A mortgage refinance is when you break your current mortgage and start a new one, either with the same or a new lender. You might refinance your mortgage to get a lower rate, access equity in your home, or consolidate your debts. Breaking your mortgage early usually will incur prepayment penalty, so consult a mortgage specialist before doing so.
Reasons to refinance your mortgage
1. Getting a lower interest rate
Refinancing to get a lower interest rate can save you a lot of money over time, depending on the prepayment penalty and the size of your outstanding mortgage. If you hold a variable rate mortgage, then expect to pay a penalty of three months interest, and if you hold a fixed rate mortgage, then you will pay the greater of three months interest or interest rate differential penalty (IRD). Sometimes it would still a better option to refinance your mortgage and save some money even with the penalty paid..
2. Getting some cash out in your home
By refinancing your mortgage, you may be able to access the equity in your home, which means get some cash out from it. You could potentially access up to 80% of your home’s value, less any outstanding debt. That’s extra money for investment opportunities, home renovations, or your children’s education. There are several ways to access this equity including breaking your mortgage, taking on a home equity line of credit (a HELOC), or blending and extending your mortgage with your current lender.
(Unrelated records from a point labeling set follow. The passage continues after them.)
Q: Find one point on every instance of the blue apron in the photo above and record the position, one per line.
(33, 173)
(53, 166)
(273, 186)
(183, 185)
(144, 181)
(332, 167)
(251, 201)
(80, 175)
3. Refinancing to consolidate debts with higher interest rates
This is the most money saving way for refinancing, you can save hundreds of dollars each month. If you have enough equity in your home, you might be able to use built-up equity in your home to pay-out high-interest debt through a mortgage refinance. For example, if you have a number of outstanding debts, such as a car loan, a line of credit, or credit card bills, you may be able to consolidate this debt through the variety of mortgage refinance options available.